Discourse Structuration:
When a particular discourse dominates how many people conceptualize a social unit or domain.
Discourse Institutionalisation:
When a discourse solidifies into formal institutional arrangements and organizational practices.
Discursive Affinity:
When story-lines from different origins share a similar way of conceptualizing the world.
Positioning:
How actors are "caught up" in an interplay, being forced to take specific roles or perspectives during argumentation.
Emblematic Issue:
A specific case (e.g., "acid rain") that comes to represent a larger, conceptual policy problem.
Key Incidents:
Essential events (e.g., a specific debate or inquiry) used by the analyst to understand discursive dynamics.
Sites of Argumentation:
Locations where arguments are presented, such as parliamentary debates, public inquiries, or media forums.
Helicopter Interviews:
Interviews with three or four key actors from different positions to gain an initial chronology of events.
Mission-Oriented Governance:
Public governance that prioritizes systemic thinking and holistic goals over narrow efficiency.
Planetary Boundaries:
Ecological ceilings (e.g., climate change, biodiversity) defining the safe operating space for humanity.
Polycentric Governance:
A system (pioneered by Ostrom) where progress is achieved through multiple local communities rather than one "panacea".
Adaptive Governance:
A style emphasizing the capacity of a system to "absorb disturbance" and build social learning among stakeholders.
Social-Ecological System:
An organic, interactive system where the structure influences behavior, requiring a holistic understanding.
Decoupling:
The goal of separating economic growth from environmental degradation and greenhouse gas emissions.
Inclusive Growth:
Economic growth that is distributed fairly and creates opportunities for all sections of society.
Normative Concept:
A concept (like Sustainability) that is inherently disputed due to its ambiguity and value-based weight.
SDG Indivisibility:
The principle that the 17 SDGs are interconnected and cannot be achieved in isolation.
Anthropocene:
The current era where human industrial activity is fundamentally undermining planetary systems.
Policy Lab:
A group workshop or digital network that harvests "collective intelligence" to test innovative policy ideas.
Co-design/Co-production:
Participatory approaches where stakeholders and citizens work together to design and deliver policy solutions.
Nudge Framework:
An approach using micro-focus choice options to influence individual behavior without prescriptive regulation.

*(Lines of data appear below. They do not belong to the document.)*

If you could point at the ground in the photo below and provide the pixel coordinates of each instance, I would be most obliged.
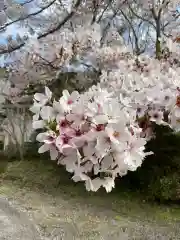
(58, 209)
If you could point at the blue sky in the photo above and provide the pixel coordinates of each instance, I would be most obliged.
(13, 29)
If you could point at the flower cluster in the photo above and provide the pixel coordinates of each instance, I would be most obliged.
(101, 134)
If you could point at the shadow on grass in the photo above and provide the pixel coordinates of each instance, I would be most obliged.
(46, 177)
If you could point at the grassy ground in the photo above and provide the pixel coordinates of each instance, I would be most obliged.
(56, 204)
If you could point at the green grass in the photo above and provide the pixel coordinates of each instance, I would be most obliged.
(46, 177)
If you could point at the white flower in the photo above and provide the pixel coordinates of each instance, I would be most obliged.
(67, 100)
(43, 98)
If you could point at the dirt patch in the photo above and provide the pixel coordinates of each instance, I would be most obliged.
(66, 211)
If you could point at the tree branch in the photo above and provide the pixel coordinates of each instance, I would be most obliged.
(27, 16)
(60, 25)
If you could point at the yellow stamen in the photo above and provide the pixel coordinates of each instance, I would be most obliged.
(116, 134)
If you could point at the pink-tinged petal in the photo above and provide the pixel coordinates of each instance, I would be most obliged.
(40, 97)
(41, 137)
(47, 113)
(38, 124)
(36, 117)
(48, 93)
(67, 149)
(65, 94)
(43, 148)
(35, 108)
(101, 119)
(74, 95)
(53, 153)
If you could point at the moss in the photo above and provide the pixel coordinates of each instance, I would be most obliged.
(159, 176)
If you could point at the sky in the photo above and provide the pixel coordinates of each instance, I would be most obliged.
(13, 29)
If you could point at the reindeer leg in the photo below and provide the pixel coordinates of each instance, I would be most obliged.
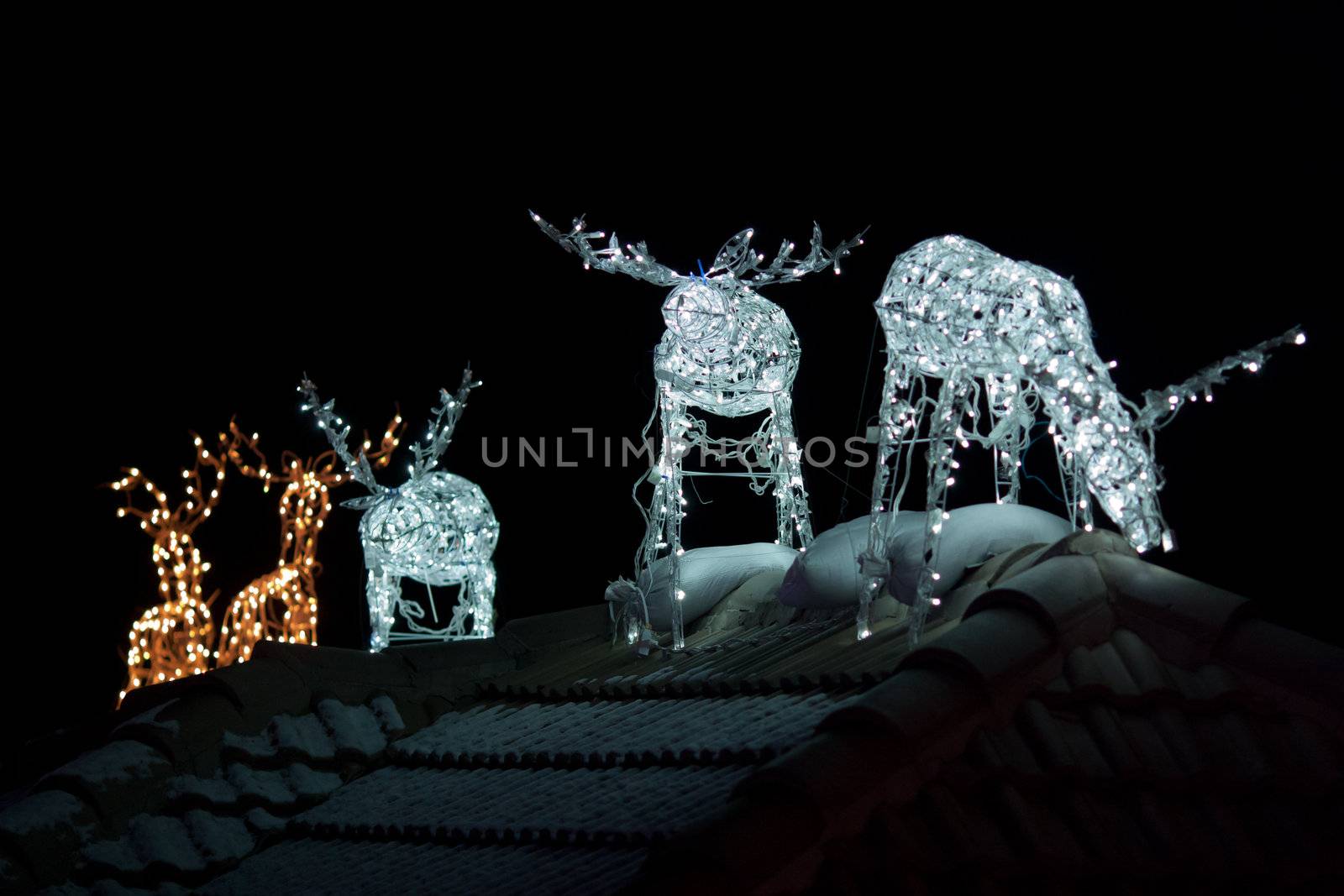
(483, 600)
(671, 512)
(942, 432)
(795, 521)
(383, 593)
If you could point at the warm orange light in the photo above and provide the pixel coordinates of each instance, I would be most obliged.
(176, 638)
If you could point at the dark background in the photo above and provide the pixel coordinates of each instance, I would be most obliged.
(202, 254)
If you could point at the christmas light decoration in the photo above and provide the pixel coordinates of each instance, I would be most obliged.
(961, 316)
(282, 604)
(436, 528)
(178, 637)
(727, 352)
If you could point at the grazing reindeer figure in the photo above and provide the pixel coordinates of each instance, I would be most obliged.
(436, 528)
(174, 640)
(730, 352)
(282, 604)
(958, 312)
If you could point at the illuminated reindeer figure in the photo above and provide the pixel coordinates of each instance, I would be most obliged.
(282, 604)
(954, 311)
(436, 528)
(178, 637)
(174, 638)
(730, 352)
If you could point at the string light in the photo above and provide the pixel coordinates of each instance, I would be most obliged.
(436, 528)
(282, 604)
(727, 352)
(174, 638)
(958, 313)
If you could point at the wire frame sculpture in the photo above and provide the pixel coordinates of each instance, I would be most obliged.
(282, 604)
(436, 528)
(727, 352)
(979, 347)
(174, 638)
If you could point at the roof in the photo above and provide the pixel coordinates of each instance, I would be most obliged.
(1077, 718)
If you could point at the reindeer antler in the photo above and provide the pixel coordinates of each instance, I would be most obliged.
(743, 262)
(1160, 406)
(638, 264)
(327, 421)
(198, 504)
(441, 427)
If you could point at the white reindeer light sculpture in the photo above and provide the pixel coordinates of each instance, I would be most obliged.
(729, 352)
(956, 312)
(436, 528)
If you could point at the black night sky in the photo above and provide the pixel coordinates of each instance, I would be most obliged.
(198, 264)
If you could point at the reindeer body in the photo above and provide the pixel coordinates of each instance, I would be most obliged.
(282, 604)
(968, 318)
(729, 352)
(437, 530)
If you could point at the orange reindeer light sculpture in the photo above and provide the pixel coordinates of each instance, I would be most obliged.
(282, 604)
(176, 638)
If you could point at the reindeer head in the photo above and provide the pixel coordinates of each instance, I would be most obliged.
(726, 348)
(304, 501)
(432, 521)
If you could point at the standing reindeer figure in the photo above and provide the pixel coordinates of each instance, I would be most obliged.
(174, 640)
(436, 528)
(282, 604)
(730, 352)
(956, 312)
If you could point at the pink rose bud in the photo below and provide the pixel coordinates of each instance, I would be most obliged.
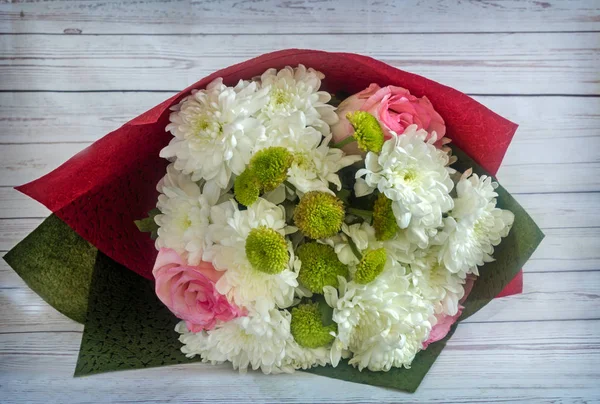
(395, 109)
(444, 322)
(190, 293)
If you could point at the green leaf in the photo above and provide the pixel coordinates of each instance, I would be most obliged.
(510, 255)
(56, 263)
(148, 225)
(127, 327)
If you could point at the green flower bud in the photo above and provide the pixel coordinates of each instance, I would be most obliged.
(319, 215)
(367, 131)
(320, 266)
(371, 265)
(270, 166)
(246, 188)
(266, 250)
(308, 329)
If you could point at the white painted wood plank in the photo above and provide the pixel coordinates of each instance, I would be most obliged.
(546, 296)
(548, 210)
(536, 171)
(77, 117)
(538, 178)
(479, 64)
(548, 362)
(275, 17)
(563, 249)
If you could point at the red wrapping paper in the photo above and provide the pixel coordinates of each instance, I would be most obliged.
(101, 191)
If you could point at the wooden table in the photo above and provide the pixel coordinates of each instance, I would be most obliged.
(71, 71)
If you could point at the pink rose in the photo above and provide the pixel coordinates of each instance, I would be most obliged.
(395, 109)
(189, 291)
(442, 327)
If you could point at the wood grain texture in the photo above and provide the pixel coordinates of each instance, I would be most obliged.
(547, 296)
(301, 16)
(559, 359)
(478, 64)
(532, 166)
(517, 57)
(74, 117)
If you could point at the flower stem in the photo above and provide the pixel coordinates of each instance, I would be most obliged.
(354, 248)
(344, 142)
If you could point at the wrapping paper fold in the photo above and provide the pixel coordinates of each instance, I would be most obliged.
(103, 189)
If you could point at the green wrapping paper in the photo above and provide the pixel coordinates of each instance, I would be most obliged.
(126, 326)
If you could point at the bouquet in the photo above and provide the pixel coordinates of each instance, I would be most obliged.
(299, 211)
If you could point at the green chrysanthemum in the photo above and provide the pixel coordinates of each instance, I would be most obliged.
(370, 266)
(270, 166)
(266, 250)
(384, 220)
(246, 188)
(319, 215)
(320, 266)
(308, 329)
(367, 131)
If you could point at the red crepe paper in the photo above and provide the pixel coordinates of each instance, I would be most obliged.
(102, 190)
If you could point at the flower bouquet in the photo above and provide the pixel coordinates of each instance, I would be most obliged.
(299, 211)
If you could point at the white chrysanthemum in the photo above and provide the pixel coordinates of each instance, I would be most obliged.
(414, 175)
(315, 164)
(474, 226)
(241, 283)
(257, 341)
(262, 340)
(184, 218)
(297, 89)
(398, 248)
(214, 131)
(383, 323)
(435, 283)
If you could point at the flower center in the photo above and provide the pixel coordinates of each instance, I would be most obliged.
(280, 98)
(410, 175)
(205, 128)
(307, 327)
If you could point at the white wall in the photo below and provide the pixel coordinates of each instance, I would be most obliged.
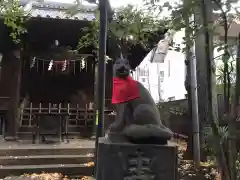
(171, 84)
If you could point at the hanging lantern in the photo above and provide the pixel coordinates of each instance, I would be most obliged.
(33, 62)
(64, 67)
(50, 65)
(83, 63)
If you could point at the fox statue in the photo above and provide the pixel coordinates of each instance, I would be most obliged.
(137, 116)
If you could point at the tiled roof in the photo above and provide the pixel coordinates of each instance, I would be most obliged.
(234, 28)
(58, 10)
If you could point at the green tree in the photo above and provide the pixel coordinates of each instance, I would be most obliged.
(130, 26)
(182, 11)
(15, 18)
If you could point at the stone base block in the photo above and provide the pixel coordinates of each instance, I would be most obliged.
(125, 161)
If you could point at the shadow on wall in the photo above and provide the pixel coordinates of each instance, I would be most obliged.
(174, 115)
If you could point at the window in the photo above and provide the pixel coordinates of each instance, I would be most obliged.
(171, 98)
(143, 79)
(143, 72)
(161, 74)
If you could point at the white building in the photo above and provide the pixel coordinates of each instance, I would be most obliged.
(164, 79)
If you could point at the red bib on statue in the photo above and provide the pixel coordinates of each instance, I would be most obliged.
(124, 90)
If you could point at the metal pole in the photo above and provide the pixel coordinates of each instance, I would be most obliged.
(101, 75)
(195, 118)
(212, 118)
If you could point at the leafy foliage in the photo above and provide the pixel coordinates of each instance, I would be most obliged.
(14, 18)
(129, 25)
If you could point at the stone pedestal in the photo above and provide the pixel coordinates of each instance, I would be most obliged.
(125, 161)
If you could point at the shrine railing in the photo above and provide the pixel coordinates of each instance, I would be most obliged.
(78, 116)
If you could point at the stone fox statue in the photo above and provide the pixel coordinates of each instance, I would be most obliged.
(137, 116)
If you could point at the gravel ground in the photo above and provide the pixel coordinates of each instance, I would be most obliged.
(44, 176)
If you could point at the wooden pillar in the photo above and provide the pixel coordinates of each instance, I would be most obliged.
(12, 123)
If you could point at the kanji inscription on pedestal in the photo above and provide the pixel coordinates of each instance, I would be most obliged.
(139, 167)
(125, 161)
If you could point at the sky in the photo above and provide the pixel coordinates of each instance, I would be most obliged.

Randomized Controlled Trial (RCT):
A high-rigor method used to test the efficacy of specific service delivery adjustments.
Techno-economic Imaginary:
A dominant policy logic that favors technological fixes and economic growth over social complexity.
Once Only Principle:
The service delivery principle that citizens should only provide their data to the government one time.
One-stop Shop (OSS):
A single physical or digital point of contact for multiple public services to improve user-centricity.
Digital by Design:
Inherently digital service processes rather than the mere digitization of existing paper systems.
Interoperability:
The technical and institutional ability of different government data systems to communicate with each other.
Administrative Simplification:
The systematic reduction of bureaucratic steps and interactions required to receive a public service.